あらためて演劇とは制約の多い表現形態だと思った。
あの手この手でこちらとしてはやりたいことがたくさん生まれ出てくるのだが、なんらかの障害により阻まれてしまうということがいろいろある。

なにか一つの表現しようと思ったことでも決して自由になることはなく、制約がかかることがある。
警察や消防署のご厄介になってしまったりと思いもよらぬところまで交渉しなければならないことがある。

ましてや野外劇である。あの天に空いた巨大な穴のあるポケットステージをどうやって有効に使うのかは、かなり試行錯誤したのだろう。演出家は、考えても考えても実現不可能な案の連続だったのではないか?

また、何かを表現しようとしてもそれが当然客に伝わるものでなければそれは表現するに値しない。
初めからやらない方がましなのである。舞台の上では俳優は必ずできることしかやってはいけないのだ。
またできて当たり前なのだ。日常の苦しみや、睡眠不足だとか声が枯れたとかは全く関係ない。
不器用な人間が役者をしたりすると、結局、最後は根性の世界になってしまう。

しかし、演劇の面白さは生でやることである。
ライブ感覚なのだ。生の感情をコントロールして表現することは、演劇ならではである。
そして、刹那的な瞬間の感覚が永遠の物に感じられることもあるだろう。
二度と会うことのできない世界観に出会える特別な場所でもある。
そんなロマンチストの集まりなのかもしれない。

参加者の思いもそれぞれ異なる。

だが一つ忘れてはいけないことがある。
これは市民演劇なのである。山の手事情社という劇団のためにやっているのではない。
演出家はプロだが、やる側はアマチュアの素人なのである。
(例え何年アマチュアでやっていたとしても、演劇だけで生活している人から見たらアマチュアはアマチュアである。)
決して参加している人が全員プロになりたいという訳ではない。
長岡市という都市に演劇を根付かせるためのプロジェクトの一環の中で行われていることだ。
この野外劇は、見るよりも参加してやることの方が面白いと思う。

日本には演劇学校がそれ程ある訳ではない。
また、演劇的教育などもほとんど受けたことがない。
だから、演劇やろうぜって集まった人間は、台本があって台本の正しい解釈はなんだろうと取り組むのかもしれない。
それはかつて受験によって正解はなんだと答えさせられた国語教育の悲しい敗北に違いない。
解釈はどう捕らえてもいいのだ。その人がどう感じるかが大事で、どういう表現にするのかはその人次第。
その人の色が出せなければならない。正解は自分で作る。

さらに演劇は集団芸術である。
一人でやるものではない。だから人間と人間のぶつかりあいが常にあるし、その中で共存して一つの方向性(もしくは二つや三つの対立性などのようなもの)が明確にできなければならない。
必然的に俳優とは、コミュニケーションの能力値が高くなければならない。

安田さんの演出は、こうしろ、ああしろというものではない。俳優はコマではない。
ある程度の指示はあるが、基本的には、俳優が考えてきたアイディアを元にしていたように思う。
素材を美味くいかした安田流一品料理。その辺はプロらしく短期間でうまくやっていたと思うが、実際は、理想からはかなり程遠いものになっていたように思う。

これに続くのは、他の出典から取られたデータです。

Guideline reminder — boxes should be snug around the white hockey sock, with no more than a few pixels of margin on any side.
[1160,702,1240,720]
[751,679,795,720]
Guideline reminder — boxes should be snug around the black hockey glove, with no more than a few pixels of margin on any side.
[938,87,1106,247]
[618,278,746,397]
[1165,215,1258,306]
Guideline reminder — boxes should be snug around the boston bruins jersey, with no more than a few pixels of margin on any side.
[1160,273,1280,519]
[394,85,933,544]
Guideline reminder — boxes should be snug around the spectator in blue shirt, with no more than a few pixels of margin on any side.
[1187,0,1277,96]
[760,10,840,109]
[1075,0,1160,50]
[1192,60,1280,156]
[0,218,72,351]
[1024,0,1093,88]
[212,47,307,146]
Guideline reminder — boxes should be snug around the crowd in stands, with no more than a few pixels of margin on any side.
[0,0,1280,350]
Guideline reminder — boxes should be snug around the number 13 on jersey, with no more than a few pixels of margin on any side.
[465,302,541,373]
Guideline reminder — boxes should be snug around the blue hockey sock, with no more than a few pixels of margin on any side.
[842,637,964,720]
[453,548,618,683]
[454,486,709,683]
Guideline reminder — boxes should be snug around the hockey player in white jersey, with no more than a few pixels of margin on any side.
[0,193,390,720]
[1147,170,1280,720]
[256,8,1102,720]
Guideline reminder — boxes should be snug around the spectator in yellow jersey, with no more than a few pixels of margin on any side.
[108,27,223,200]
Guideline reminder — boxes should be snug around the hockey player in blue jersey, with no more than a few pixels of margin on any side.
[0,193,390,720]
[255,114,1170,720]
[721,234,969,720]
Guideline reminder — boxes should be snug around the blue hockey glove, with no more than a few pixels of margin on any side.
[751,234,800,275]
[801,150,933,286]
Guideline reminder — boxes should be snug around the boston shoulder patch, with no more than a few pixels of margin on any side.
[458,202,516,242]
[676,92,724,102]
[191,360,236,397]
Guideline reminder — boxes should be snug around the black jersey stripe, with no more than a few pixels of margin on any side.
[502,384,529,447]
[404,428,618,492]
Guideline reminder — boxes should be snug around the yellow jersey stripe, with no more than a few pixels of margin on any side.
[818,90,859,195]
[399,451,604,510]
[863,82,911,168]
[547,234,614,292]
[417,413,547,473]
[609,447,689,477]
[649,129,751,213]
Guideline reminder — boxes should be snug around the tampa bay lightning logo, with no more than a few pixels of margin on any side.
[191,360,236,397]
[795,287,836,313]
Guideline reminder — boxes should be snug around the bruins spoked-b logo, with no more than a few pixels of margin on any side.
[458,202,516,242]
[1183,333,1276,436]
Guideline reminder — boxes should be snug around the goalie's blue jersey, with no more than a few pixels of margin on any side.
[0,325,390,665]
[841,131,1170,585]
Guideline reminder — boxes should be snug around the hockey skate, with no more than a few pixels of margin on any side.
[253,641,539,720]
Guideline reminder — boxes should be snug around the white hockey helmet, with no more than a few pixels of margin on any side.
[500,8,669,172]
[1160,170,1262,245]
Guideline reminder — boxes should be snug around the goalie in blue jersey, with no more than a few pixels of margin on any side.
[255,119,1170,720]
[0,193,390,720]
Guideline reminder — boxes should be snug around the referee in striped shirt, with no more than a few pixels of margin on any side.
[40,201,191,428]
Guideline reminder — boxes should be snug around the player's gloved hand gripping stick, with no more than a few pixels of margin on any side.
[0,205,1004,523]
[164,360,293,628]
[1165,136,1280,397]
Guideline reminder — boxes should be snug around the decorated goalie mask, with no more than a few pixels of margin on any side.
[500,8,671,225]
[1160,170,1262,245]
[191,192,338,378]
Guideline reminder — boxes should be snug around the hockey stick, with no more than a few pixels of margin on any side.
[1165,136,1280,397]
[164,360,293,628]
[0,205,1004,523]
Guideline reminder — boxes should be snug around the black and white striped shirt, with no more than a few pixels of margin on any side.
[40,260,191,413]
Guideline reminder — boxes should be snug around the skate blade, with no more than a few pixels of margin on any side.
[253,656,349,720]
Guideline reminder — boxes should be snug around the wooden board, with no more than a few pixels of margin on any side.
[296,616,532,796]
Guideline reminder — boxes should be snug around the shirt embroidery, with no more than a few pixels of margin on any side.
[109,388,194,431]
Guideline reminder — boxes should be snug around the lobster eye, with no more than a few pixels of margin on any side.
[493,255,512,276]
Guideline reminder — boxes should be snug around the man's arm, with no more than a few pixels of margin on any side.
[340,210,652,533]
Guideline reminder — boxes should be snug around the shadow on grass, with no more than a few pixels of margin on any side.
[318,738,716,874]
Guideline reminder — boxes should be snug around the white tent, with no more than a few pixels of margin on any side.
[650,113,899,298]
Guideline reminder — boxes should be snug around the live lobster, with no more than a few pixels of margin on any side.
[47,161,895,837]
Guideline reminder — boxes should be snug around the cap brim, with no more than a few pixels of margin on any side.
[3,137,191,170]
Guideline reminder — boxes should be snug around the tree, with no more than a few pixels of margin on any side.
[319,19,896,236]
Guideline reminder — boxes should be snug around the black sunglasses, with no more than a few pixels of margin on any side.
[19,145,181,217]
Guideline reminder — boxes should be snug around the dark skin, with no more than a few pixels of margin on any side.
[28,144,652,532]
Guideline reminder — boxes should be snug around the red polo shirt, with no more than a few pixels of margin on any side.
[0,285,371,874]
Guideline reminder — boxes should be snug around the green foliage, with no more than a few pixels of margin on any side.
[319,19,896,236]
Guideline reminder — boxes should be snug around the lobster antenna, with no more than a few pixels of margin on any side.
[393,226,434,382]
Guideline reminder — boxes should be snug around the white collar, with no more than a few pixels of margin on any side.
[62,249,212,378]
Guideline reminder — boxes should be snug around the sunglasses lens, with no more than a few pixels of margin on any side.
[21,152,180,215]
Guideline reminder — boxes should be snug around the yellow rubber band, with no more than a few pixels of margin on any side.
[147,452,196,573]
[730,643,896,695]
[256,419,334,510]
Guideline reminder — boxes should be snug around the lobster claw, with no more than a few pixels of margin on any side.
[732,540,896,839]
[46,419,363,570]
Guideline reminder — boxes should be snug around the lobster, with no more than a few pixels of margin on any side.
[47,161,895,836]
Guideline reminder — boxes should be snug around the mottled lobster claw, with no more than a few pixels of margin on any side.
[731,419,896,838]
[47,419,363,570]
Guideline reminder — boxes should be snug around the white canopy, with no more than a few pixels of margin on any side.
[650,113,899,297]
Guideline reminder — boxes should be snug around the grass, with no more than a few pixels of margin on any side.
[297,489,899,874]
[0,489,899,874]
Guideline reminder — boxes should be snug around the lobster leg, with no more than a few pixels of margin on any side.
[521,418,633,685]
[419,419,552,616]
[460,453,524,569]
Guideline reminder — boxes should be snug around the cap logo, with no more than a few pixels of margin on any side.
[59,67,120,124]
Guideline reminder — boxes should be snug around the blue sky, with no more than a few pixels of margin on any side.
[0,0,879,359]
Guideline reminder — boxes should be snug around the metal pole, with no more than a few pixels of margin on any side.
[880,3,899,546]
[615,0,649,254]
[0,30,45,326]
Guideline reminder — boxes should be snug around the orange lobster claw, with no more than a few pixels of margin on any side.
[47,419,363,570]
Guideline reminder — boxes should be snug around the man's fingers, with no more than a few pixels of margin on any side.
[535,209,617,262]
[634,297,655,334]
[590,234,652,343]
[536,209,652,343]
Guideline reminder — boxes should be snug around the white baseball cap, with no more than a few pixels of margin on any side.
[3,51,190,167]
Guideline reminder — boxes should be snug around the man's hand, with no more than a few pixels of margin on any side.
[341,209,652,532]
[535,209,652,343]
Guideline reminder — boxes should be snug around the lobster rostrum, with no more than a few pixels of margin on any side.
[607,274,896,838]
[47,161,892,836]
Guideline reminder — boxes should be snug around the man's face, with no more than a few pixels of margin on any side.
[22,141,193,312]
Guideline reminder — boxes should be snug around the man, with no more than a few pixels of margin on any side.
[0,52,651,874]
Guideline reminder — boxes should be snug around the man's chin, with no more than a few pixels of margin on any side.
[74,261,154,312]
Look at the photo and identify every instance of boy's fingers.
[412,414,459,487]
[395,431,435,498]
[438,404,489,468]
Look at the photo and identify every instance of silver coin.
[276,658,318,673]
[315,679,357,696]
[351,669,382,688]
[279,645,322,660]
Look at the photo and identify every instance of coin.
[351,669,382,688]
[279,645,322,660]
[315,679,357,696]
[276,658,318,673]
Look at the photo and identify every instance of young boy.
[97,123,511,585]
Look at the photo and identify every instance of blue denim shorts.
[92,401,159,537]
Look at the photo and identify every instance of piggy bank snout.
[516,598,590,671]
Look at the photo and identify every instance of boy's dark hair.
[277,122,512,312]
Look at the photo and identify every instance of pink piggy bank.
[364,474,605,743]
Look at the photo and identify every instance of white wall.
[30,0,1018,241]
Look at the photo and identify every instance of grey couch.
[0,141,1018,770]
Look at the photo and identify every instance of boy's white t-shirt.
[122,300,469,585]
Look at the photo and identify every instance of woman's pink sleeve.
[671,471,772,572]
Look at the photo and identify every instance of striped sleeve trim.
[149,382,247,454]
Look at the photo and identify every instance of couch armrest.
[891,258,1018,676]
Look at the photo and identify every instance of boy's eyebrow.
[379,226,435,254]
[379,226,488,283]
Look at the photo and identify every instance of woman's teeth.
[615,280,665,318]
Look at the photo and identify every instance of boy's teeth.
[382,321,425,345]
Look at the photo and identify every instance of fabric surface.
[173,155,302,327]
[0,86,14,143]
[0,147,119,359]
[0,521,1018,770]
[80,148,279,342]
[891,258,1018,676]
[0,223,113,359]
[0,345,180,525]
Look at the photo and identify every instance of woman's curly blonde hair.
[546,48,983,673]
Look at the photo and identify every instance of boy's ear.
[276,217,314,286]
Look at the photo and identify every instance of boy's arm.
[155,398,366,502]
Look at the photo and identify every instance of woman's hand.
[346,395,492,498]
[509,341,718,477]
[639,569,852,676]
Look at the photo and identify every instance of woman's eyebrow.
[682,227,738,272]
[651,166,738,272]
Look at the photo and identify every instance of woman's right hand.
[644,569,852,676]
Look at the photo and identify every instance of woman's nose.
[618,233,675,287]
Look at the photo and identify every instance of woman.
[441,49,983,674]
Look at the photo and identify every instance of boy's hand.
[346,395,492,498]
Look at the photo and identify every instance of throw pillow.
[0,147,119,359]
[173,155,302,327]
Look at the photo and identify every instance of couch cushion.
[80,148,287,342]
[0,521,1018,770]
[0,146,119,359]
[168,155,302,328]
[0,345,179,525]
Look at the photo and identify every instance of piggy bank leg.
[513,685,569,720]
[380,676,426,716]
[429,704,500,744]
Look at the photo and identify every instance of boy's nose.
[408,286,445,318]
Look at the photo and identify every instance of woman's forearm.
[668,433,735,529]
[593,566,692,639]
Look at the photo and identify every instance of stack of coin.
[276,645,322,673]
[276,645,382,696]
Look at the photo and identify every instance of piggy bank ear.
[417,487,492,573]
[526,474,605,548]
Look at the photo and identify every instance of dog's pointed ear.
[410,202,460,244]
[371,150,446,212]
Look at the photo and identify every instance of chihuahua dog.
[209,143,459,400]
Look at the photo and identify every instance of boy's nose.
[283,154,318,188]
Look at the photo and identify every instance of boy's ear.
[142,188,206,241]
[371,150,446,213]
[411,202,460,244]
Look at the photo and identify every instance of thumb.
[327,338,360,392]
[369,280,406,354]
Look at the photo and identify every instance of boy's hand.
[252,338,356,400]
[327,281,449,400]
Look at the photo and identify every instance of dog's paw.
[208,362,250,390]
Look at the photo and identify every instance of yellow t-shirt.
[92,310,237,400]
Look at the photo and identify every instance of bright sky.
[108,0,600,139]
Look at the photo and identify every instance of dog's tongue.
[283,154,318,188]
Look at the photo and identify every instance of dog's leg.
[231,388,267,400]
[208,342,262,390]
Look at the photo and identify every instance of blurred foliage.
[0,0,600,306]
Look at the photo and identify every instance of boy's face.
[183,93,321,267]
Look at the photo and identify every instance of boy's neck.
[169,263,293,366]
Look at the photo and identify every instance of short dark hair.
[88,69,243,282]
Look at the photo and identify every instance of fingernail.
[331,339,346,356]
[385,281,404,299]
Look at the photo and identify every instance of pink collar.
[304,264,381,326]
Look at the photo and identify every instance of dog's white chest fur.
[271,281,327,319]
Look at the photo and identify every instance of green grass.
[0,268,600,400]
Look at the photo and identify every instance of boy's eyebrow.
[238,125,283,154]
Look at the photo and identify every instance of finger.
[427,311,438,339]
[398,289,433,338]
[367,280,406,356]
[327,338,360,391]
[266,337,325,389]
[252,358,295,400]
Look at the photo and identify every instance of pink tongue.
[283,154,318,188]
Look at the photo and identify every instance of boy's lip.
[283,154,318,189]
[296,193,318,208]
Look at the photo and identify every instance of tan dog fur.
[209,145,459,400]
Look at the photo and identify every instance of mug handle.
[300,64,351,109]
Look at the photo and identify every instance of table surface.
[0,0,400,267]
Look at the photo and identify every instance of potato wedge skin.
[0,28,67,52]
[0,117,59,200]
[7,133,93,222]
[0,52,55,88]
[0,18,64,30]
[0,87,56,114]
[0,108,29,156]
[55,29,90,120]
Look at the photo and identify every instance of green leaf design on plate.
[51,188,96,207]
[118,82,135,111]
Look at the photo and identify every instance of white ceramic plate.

内情的には、様々な問題を抱えていたが、問題をどこまで本番までに解決することができるかだと思った。
プロではないから、完璧な舞台にはならない。ましてや演劇不毛の土地である。
しかしそんな人間がどこまで変われるのかという挑戦の日々だったような気がする。
入場料500円という値段は妥当だ。ポップサーカスに勝てたかどうかは定かではなかったが・・・。
ある意味では客を選ぶのだろうがすべての人に受け入れられる舞台を作るのもまた不可能だと思う。

都市を活性化させる意味でもコミュニティーの意味でも地元の演劇人を育てる意味でもとても蜜な体験が出来たことを幸福に思う。

外国の著名な映画俳優は、大抵、演劇学校を卒業している人が殆どである。
流石にシェイクスピアの地元のイギリスには、著名な演劇学校がたくさんあるのだ。
400年間の俳優の技術や方法論がぎっしり確立されてきた歴史がある。
そんな中で安田さん率いる山の手事情社は現代劇の方法論を日夜確立しようと試行錯誤しているようだ。
その挑戦にちょとだけ触れられたような気持ちもあった。
演劇の一つのあり方を知れたのはとても良かった。山の手メソッドは大変にタメになりました。